En effet, sans que l'on sache très bien si ACM a
été ou non associé à la démarche, le représentant
du Gouvernement espagnol Ricard Pérez Casado a évoqué
hier l'idée d'une "coopération" nouvelle entre Valence
et Las Palmas pour accueillir les syndicats.
"A ce stade, il s'agit d'analyser ce que nous pourrions
faire ensemble", a tenu a préciser l'ancien maire
(socialiste) de Valence. "Il pourrait y avoir une
sorte de 'concurrence coopérative', où seraient
examinées les possibilités de coopération liées
au fait que les Baléares et Valence sont géographiquement
très proches et très semblables quant à leur origine,
aussi bien en ce qui concerne les institutions que
l'histoire".
Une idée qui réjouit évidemment le président de
la Generalitat des baléares Jaume Matas (dont la
candidature n'avait pas été retenue en 2003) mais
qui, sans surprise, cause un certain émoi du côté
de Valence où personne ne semble avoir été consulté.

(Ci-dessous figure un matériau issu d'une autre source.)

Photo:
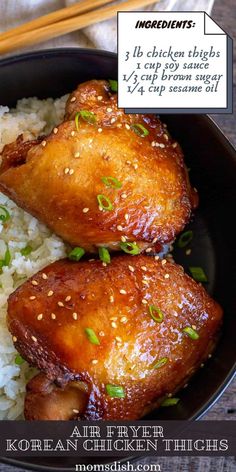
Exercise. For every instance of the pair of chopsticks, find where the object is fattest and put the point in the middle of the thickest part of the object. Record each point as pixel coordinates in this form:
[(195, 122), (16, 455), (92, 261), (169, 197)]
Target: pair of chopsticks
[(63, 21)]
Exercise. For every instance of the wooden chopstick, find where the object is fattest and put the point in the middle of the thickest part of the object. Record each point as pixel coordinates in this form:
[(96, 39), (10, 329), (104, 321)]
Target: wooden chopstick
[(78, 8), (60, 28)]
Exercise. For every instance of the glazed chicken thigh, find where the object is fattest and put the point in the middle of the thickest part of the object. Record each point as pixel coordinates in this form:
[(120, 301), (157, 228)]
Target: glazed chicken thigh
[(102, 176), (111, 341)]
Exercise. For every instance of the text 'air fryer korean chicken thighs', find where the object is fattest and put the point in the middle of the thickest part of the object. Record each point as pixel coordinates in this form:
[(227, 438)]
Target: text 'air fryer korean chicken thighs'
[(113, 340), (102, 175)]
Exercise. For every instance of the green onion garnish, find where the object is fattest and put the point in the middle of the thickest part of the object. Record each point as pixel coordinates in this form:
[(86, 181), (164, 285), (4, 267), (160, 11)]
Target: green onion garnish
[(154, 308), (88, 116), (104, 202), (170, 401), (185, 238), (26, 250), (111, 182), (6, 260), (4, 214), (130, 248), (113, 85), (160, 363), (140, 130), (104, 255), (191, 332), (76, 254), (198, 274), (19, 360), (115, 391), (92, 337)]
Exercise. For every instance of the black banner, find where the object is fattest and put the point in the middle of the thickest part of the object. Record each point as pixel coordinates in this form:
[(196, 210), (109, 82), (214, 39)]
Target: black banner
[(120, 439)]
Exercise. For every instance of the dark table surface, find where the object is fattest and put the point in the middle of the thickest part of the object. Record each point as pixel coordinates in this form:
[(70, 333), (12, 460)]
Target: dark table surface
[(224, 12)]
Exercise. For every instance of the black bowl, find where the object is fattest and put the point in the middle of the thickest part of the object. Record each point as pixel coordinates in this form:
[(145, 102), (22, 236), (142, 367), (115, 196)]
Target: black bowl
[(212, 160)]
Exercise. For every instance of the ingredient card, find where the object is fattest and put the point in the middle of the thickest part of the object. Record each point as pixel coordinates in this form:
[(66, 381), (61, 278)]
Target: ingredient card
[(178, 62)]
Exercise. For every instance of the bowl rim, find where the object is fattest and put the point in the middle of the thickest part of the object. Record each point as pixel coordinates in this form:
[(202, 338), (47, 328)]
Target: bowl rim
[(47, 53)]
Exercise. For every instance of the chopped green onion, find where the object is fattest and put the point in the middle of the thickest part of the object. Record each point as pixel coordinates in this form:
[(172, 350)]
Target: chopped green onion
[(198, 274), (26, 250), (111, 182), (104, 202), (104, 255), (113, 85), (152, 309), (7, 259), (19, 360), (191, 332), (92, 337), (130, 248), (170, 401), (140, 130), (76, 254), (88, 116), (4, 214), (115, 391), (160, 363), (185, 239)]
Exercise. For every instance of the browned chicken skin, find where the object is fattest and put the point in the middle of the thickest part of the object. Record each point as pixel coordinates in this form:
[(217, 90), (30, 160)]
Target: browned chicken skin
[(128, 352), (60, 180)]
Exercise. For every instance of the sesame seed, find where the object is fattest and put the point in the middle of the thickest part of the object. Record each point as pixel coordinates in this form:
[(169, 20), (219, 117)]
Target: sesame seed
[(123, 292)]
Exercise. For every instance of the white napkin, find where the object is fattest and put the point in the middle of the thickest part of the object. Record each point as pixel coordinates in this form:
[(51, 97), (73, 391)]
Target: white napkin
[(100, 35)]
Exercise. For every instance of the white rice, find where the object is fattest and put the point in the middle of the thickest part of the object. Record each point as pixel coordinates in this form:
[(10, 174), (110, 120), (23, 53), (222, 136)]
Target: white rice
[(32, 117)]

"Nous ne savons rien de cette affaire", a ainsi
tenu a préciser Esteban González Pons, responsable
de l'America's Cup pour ce qui concerne la Generalitat
de Valence. "Un quelconque transfert des opérations
de promotion ou des régates dépend de toute façon
des organisateurs et pas du Gouvernement".
De fait, si on s'en tient aux textes existants,
l'ensemble des activités relatives à la Coupe devront
impérativement être localisées à Valence à partir
de la fin mars et c'est dans cette perspective que
K-Challenge devrait bientôt quitter sa base de Gandia
pour rallier la Dàrsena Interior.
Même si, d'après les premières informations disponibles,
il semble que la "coopération" évoquée par Ricard
Pérez Casado ne soit en fait que la tenue aux Baléares
d'une régate d'exhibition (donc sans valeur officielle),
les responsables valenciens n'ont pas manqué de
monter au créneau pour dénoncer le Gouvernement
central.
"Cette attitude du Gouvernement Zapatero ne peut
que s'expliquer par des considérations politiques
que nous ne comprenons et ne partageons pas", expliquait
ainsi aujourd'hui Esteban González Pons, porte-parole
de la Generalitat.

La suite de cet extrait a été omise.